Bien comprendre ce qu’est l’Ombre qui provient de l’absence de Lumière en soi, c’est savoir également déceler l’ombre noire des suppôts sataniques qui s’annihile d’emblée par la Connaissance du Soi acquise.[10] »

La rupture de l’unité engendre une société divisée en religieuse et civile, et chaque partie ne cesse de se fractionner, de s’atomiser par exclusion. Naît ainsi une contre nature parasitaire qui morcelle l’éternel présent et donne naissance au temps et à l’espace qui lui est associé inévitablement. Les Idées, au sens platonicien du mot, dégénèrent en pensées, le Haut Mental est caricaturé par un mental ratiocinant, obsessionnel. La Connaissance s’éparpille et se dissout dans un savoir toujours plus spécialisé, toujours plus hypothétique et toujours incapable de rendre compte seul du Réel. Les êtres sont empêchés d’exprimer leur totalité d’Être, et ne peuvent déployer toutes leurs facettes, se limitant en se prenant pour ce qu’ils ne sont pas !

La défiguration accomplie par l’erreur est temporaire, momentanée, réversible. Seul le mental humain maintient une division entre son monde, son univers et le monde, l’univers de l’Être. Cette division est un non-sens. C’est lui qui refuse d’identifier son œuvre à celle du Pouvoir Créateur Originel qui, dès lors, le transcende puisqu’il se refuse à “immaner” de lui.

C’est pourquoi la plupart des humains doivent vivre un grand nombre de réincarnations pour faire ce retour, ces nombreuses réincarnations étant pour eux une unité de vie... « Savez-vous pourquoi il faut aimer tous les êtres ? Parce que chacun a été dans le cours des vies successives, l’un pour l’autre, l’un à l’autre, père, mère, fils, frère, époux, épouse… », enseigne le Bouddha[11]. Qui plus est, chacun a connu toutes les conditions sociales possibles, sous toutes les latitudes !

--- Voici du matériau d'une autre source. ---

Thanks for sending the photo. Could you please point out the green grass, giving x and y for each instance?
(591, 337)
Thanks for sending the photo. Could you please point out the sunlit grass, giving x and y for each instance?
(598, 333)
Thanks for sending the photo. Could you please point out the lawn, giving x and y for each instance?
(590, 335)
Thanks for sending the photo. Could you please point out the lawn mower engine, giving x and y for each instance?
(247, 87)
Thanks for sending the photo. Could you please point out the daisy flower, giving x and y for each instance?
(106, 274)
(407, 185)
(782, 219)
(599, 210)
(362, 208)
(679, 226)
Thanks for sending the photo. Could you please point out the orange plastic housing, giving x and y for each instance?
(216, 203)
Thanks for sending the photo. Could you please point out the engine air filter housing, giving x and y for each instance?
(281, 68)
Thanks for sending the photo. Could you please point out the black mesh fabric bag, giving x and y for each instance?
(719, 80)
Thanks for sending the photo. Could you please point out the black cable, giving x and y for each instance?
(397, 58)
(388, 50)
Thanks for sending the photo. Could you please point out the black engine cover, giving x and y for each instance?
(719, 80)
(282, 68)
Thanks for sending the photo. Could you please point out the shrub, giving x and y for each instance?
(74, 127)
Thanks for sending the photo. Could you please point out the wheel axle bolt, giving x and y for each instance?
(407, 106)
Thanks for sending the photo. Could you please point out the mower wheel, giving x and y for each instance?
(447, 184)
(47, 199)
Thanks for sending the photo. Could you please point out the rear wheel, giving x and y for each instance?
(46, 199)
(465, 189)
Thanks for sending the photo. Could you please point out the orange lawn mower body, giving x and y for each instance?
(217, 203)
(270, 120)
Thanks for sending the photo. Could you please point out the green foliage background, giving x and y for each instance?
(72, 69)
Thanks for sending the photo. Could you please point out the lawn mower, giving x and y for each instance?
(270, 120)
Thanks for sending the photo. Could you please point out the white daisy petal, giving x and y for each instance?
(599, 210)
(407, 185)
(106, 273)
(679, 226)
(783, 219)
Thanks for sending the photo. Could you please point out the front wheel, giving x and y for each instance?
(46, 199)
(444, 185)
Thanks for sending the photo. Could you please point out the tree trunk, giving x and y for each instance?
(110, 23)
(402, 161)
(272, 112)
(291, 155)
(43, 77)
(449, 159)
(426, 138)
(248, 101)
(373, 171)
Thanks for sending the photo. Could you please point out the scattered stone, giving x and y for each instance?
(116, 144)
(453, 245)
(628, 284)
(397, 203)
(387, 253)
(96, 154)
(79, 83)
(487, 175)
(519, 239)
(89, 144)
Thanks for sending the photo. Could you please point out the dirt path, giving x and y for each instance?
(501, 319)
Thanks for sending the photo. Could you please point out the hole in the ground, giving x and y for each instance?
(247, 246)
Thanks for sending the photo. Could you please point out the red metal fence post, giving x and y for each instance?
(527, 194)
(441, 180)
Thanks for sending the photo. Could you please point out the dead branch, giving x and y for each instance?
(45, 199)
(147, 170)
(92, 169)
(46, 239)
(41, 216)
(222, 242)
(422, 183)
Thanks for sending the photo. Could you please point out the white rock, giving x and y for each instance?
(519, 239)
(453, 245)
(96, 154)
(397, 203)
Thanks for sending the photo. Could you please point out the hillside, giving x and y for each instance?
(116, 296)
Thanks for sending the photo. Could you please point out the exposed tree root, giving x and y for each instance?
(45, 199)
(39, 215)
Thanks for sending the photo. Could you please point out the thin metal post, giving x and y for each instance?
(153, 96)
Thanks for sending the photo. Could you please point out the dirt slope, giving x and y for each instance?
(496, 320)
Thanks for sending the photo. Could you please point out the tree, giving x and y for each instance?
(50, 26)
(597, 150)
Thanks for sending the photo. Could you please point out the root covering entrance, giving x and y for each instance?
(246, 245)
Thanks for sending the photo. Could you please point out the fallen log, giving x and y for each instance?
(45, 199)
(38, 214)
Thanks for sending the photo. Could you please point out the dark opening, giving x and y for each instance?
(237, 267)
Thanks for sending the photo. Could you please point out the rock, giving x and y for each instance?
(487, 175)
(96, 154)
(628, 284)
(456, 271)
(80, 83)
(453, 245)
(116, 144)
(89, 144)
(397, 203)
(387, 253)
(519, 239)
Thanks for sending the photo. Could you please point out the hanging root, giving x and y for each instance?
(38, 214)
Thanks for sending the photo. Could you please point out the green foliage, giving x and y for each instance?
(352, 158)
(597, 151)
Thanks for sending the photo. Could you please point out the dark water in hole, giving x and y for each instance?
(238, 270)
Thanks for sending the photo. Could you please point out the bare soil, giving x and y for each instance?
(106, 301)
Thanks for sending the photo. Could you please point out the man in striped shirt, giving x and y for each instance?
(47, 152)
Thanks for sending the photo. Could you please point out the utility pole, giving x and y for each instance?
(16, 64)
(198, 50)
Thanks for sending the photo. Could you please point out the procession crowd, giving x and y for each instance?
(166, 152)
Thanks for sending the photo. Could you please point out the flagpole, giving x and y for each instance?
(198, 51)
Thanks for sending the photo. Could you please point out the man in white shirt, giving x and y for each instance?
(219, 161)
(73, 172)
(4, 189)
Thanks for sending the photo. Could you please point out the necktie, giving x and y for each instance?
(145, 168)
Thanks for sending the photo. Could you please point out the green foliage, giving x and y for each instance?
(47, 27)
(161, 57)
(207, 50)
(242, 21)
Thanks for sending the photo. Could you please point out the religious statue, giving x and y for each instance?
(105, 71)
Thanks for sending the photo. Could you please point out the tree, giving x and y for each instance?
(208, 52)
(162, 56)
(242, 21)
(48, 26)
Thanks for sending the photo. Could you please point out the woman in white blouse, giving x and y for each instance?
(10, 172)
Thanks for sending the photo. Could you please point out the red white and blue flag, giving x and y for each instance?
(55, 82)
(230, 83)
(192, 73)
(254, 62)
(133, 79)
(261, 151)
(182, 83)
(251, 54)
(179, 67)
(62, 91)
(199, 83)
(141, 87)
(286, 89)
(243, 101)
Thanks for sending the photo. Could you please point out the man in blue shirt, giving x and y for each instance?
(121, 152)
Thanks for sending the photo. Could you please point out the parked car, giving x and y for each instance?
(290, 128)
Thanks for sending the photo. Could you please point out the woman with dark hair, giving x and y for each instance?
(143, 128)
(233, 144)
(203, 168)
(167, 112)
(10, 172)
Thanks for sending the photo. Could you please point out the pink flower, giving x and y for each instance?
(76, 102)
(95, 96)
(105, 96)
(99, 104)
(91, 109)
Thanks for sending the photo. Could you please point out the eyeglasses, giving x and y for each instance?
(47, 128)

Nous sommes au vrai tous les humains qui furent, qui sont et qui seront…

 

 

 


 [1] - « Le passé devant soi », R. N., La Recherche n° 422, septembre 2008, p. 47. voir notre site http://soleildesandes.overblog.com

[2] - Idem, p. 49.

[3] - Jan Assmann, « Le temps double de l’Egypte ancienne », Pour la Science, n° 397, novembre 2012, p. 136.

[4] - Voir notre ouvrage Le Labyrinthe du Caméléon, roman initiatique, les Editons du Cosmogone, 2013.

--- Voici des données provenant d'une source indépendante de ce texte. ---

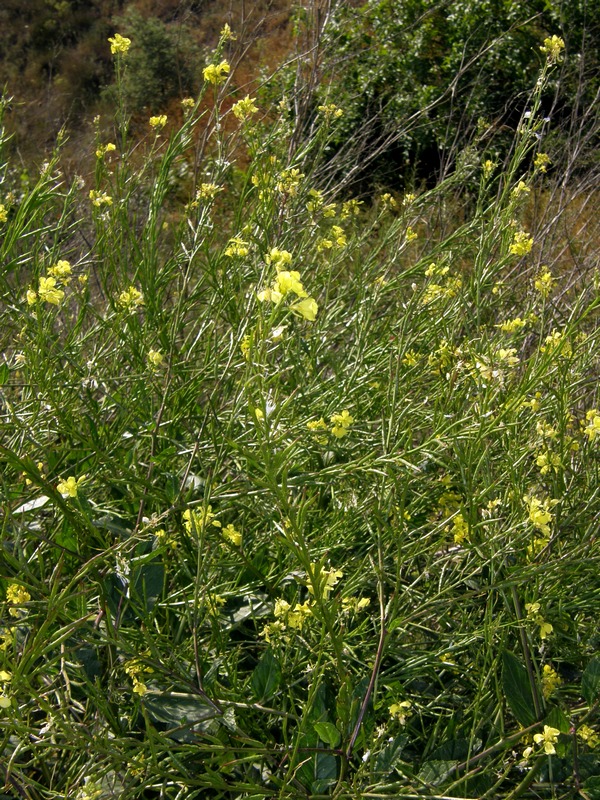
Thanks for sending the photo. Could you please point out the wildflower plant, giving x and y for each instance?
(295, 481)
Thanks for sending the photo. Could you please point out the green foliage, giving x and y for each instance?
(162, 63)
(301, 495)
(418, 79)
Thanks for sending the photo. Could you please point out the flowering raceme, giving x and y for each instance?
(119, 45)
(216, 73)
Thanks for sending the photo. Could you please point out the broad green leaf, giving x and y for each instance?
(326, 772)
(388, 757)
(328, 733)
(266, 676)
(592, 787)
(556, 718)
(517, 689)
(435, 772)
(590, 682)
(182, 715)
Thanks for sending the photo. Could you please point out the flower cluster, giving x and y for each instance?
(533, 613)
(592, 429)
(49, 287)
(100, 199)
(341, 423)
(158, 122)
(5, 677)
(399, 711)
(136, 670)
(244, 108)
(16, 595)
(70, 486)
(552, 48)
(324, 580)
(551, 680)
(103, 149)
(548, 739)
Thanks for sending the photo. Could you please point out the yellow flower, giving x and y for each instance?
(61, 271)
(331, 111)
(551, 680)
(552, 48)
(237, 247)
(279, 258)
(244, 109)
(16, 595)
(548, 738)
(460, 529)
(48, 292)
(507, 355)
(69, 487)
(588, 735)
(547, 462)
(399, 711)
(155, 358)
(216, 73)
(208, 191)
(158, 122)
(327, 579)
(544, 282)
(119, 44)
(287, 282)
(139, 687)
(512, 325)
(488, 167)
(104, 149)
(232, 535)
(227, 34)
(293, 617)
(100, 199)
(556, 342)
(520, 188)
(539, 513)
(288, 182)
(245, 346)
(351, 208)
(592, 429)
(354, 604)
(131, 299)
(196, 521)
(541, 161)
(411, 359)
(521, 244)
(341, 423)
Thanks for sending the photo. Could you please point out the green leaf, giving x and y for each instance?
(328, 733)
(556, 718)
(592, 787)
(590, 682)
(390, 755)
(433, 773)
(517, 689)
(325, 772)
(266, 676)
(183, 715)
(147, 584)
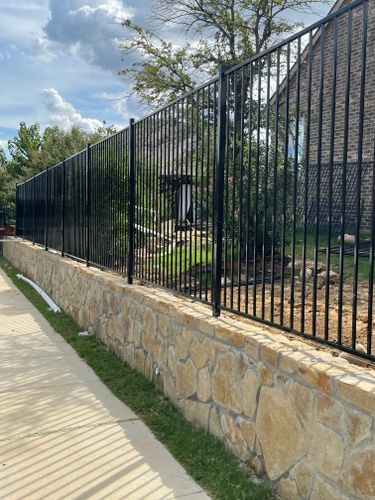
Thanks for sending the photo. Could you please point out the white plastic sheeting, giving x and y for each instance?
(42, 293)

[5] - Ramana Maharshi, Evangile de Ramana Maharshi.

[6] - Cf Platon le Karuna, La Séparativité, Editions de la Promesse, Nice, 2008.

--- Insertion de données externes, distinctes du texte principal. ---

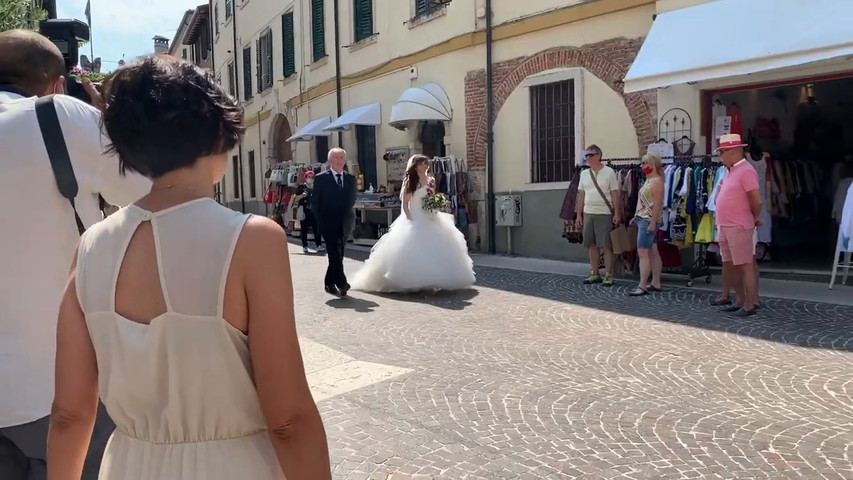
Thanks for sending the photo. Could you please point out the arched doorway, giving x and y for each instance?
(280, 149)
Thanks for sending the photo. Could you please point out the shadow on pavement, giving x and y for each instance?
(359, 305)
(455, 300)
(793, 322)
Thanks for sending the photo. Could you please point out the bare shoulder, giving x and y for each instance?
(260, 234)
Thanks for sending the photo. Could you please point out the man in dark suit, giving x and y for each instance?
(332, 204)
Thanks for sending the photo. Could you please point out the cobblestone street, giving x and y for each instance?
(538, 376)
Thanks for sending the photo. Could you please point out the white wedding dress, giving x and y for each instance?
(427, 252)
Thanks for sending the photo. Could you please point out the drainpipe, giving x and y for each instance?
(338, 67)
(490, 134)
(237, 71)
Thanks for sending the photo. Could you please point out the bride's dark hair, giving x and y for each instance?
(411, 180)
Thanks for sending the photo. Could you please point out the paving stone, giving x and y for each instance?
(539, 376)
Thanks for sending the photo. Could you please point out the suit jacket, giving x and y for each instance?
(333, 206)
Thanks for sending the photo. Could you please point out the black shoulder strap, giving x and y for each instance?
(57, 151)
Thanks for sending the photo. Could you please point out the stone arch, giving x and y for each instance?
(608, 60)
(280, 149)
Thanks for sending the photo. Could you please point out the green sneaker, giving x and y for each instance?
(592, 278)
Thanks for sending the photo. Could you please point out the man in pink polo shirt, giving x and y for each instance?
(738, 213)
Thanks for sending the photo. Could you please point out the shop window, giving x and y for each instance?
(362, 19)
(321, 146)
(231, 86)
(428, 7)
(552, 131)
(318, 30)
(365, 137)
(253, 176)
(264, 63)
(288, 47)
(247, 74)
(235, 166)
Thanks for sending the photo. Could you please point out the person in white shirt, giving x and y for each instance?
(38, 235)
(599, 210)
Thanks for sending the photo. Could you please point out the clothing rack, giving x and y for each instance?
(626, 161)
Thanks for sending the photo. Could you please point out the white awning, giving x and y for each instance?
(364, 115)
(313, 129)
(727, 38)
(427, 102)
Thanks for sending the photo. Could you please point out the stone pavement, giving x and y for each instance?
(537, 376)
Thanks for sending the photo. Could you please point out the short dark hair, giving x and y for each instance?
(594, 148)
(162, 114)
(29, 61)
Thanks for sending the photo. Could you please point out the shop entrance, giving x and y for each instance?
(801, 141)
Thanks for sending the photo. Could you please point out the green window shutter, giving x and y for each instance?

[7] - Platon le Karuna, Le Livre Précieux de la Vie et de la Mort, Les Editions de la Promesse, 2006, p. 52.

[8] - Qui suis-je et si je suis, combien ?, Voyage en philosophie, op. cit, p. 132.

[9] - Ibidem, p. 133.

[10] - L’Instruction du Verseur d’Eau, op. cit., p. 399.

[11] - Cité dans Le Livre Précieux de la Vie et de la Mort, op. cit., p. 125.